Strength training benefits more than just muscles, however. The resistance that weight-bearing exercise places on our bones helps keep them strong and contributes to growth of new bone tissue, Dr. Mwanika says. Stronger muscles also help stabilize our joints, making us less prone to joint injuries.
Strength Training Tips
Dr. Mwanika says he advises his patients who are 40 and older and are interested in strength training to proceed using common sense.
“You’re not likely to bench press the same weight at 65 or 70 that you did in high school or college, especially if you’re coming back to strength training after years of nonparticipation,” says Dr. Mwanika. “Trying to lift too much weight can lead to ruptured muscles or tendons.”
He generally recommends using lighter weights and doing 3 to 5 sets of 12 to 15 repetitions per set, with a 60-second rest between sets. Older adults also should give muscles sufficient time to recover.
“Following a strength training schedule of one day on, one day off is probably right for most people,” he adds.
Although lifting weights is an obvious way to build and tone muscle, it certainly isn’t the only way. Any type of resistance that regularly requires muscles to work can do the trick.
“There are multiple studies showing, for example, that doing resistance exercise on a stationary bike for 45 minutes, three days a week, will increase the mass of the quadriceps muscles over time,” says Dr. Baumbusch.
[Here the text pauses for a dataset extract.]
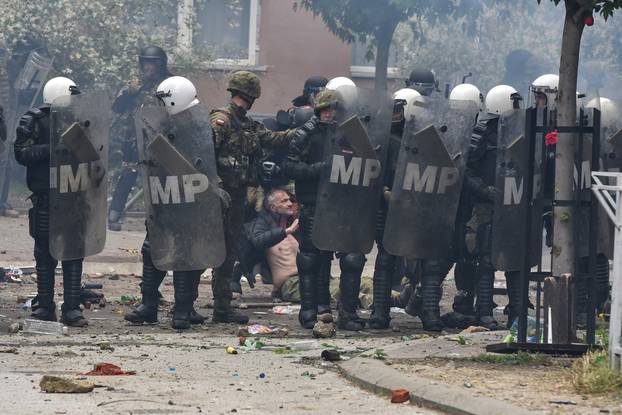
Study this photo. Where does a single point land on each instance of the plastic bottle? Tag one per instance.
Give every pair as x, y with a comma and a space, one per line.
44, 327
He also recommends adding some cardio exercise to any strength training routine to help improve the heart’s ability to circulate blood.
“Improved circulation resulting from cardio training will help pull lactic acid, one of the byproducts of exercise, from muscle tissue, helping you recover more quickly after strength training,” says Dr. Baumbusch.
People who have been away from exercise for a long time should check with their physician before starting a strength training routine, particularly if they have any medical or musculoskeletal problems that might pose a risk of injury.
It’s also a good idea, says Dr. Mwanika, for those coming back to strength training to consult with an athletic trainer, fitness coach, physical therapist or sports medicine specialist to help them find an exercise program that’s right for them. While it is possible to lift weights at home, joining a gym can have multiple advantages, including a wide range of exercise options and trained staff who can help members safely learn the exercise movements while maintaining proper form.
“Particularly if they have any orthopedic problems, like a weak rotator cuff or arthritis in the hip or knees, they should check with a professional who can help them modify the exercises to find what works best for them,” Dr. Baumbusch says.
Warming up with light cardio exercise and stretching for five to 10 minutes helps prepare the body for exercise, he adds. Following a heavy workout, doing a cooldown of light cardio and stretching for five to 10 minutes also helps clear the body of lactic acid and allows heart rate, body temperature and respiration to return to normal.
While there are huge health benefits to be gained from building and maintaining muscle, both physicians emphasize that it’s also important to find workout activities that are enjoyable, so that exercise doesn’t become just another chore—which can lead to burnout. Any activity, however, is better than no activity, and that’s true at any phase of life.
“Whatever your age, exercising and building strength can have important health benefits and help prevent injury,” says Dr. Mwanika. “It’s never too late to get those muscles working.”